Driven by perfectionism

Rotterdam is the capital of crossover concepts: with bars that turn into clubs and shops that equal as galleries, it´s a playground for young entrepreneurs.


One such entrepreneur and connoisseur of the crossover concept is Oseno Jissle. The 27-year old from Rotterdam is the founder and mastermind behind KOTI, short for Kids Of the Industry, a collective of young creatives creating quality content in music, imagery and fashion.

We first met through friends, and since we were moving in the same circles it was only logical that our paths would cross again. This time it´s for a talk long overdue, about his ambitions, his wisdom and his superpowers.

As mentioned before, KOTI stands for Kids of the Industry and is a a Rotterdam based collective, consisting of musicians, DJs, fashion designers, photographers, graphic designers: creative people in general. KOTI gives these creatives a platform to showcase their talents through the collective. In the near future they are shifting the focus to online, to create a bigger community of creatives, contributing, creating and networking.

KOTI as a concept is always growing: “In the beginning there was no plan, just the vague idea to form a group, a collective. The first time the thought came up was during the shooting of a fashion video in London for my label NOUV´N. I enjoyed being in charge of the process from beginning to end, working and collaborating with people close to me.”

The first person Oseno shared his idea with was the young photographer Rosa Quist, who later became part of the collective as Head of Photography.
After the initial start as a group with regular people Oseno soon realized the benefits of operating as an open platform, and changed the focus from a closed crew to open source: “More people, less boundaries. There are more impulses coming from the outside now which stimulates an organic growth of projects.”

“If I were a superhero, my alias would be Black Dynamite.
He doesn’t have any superpower, he’s just a boss.”

When I ask him about his grand plan for the future he pauses. I know him to very carefully formulate his answers, not wanting to give away too much. Consequently his answer doesn´t surprise me: “I´m working on it on a daily basis but I always take into account things that could go wrong, external factors, so I never plan too far ahead. I can tell you, however, that I´ve already reached all of my goals for 2015, so I´m on schedule.”

He reveals to me he will go pretty far to reach his goals, but he needs the rest of his crew to ride the same wave: “As soon as I notice that people are not putting in as much energy as they should we meet as a group to figure out what/who is the weak link and do something about it. Taking advantage of other peoples hard work while not giving anything in return is no option.”
Working as a group is one of the key values of KOTI, “I created the concept of KOTI as it is, but I couldn’t have done it on my own.”

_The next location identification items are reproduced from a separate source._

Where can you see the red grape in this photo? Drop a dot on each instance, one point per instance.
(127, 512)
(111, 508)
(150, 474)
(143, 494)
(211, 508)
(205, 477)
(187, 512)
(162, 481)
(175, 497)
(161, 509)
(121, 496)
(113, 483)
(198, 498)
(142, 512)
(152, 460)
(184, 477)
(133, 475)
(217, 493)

Travis Scott, photo by KOTI Pictures

“The initiative is based on collaboration. Filming, rapping, producing, I can´t do it all at the same time. As a matter of fact, I can’t rap nor produce at all.”

This focus on collaboration also turned out to be his biggest pitfall: “I have trouble with opinions.. I’m used to always make all decisions on my own, whereas now I need to take into account other people with other tastes and other ideas.”

He tells me he learned that he needed to let go of control a bit in order for KOTI to keep growing. I wonder how he got to that point, as his entrepreneurial spirit seems to be driven by his perfectionism. How does a perfectionist get peace from the transition of controlling everything to an creating an open source platform with significantly less control?

To quote Dutch artist Willem de Kooning: I have to change to stay the same. Oseno had to grow not just as an entrepreneur but also personally, to keep KOTI relevant as a collective. “In the beginning I had to get everybody on the same page by controlling everything and taking charge, but now that everybody more or less knows what has to be done I can take a step back.”

KOTI is far from fulfilling its full potential, but has come a long way since the very beginning. According to Oseno the key is to not think too much, but act. There’s a Dutch verb that goes something like: stop bullshitting, start cleaning, and that’s exactly the philosophy Oseno goes by: “If it doesn’t work out the way you want it to, you find a solution or an alternative but never, ever, give up.”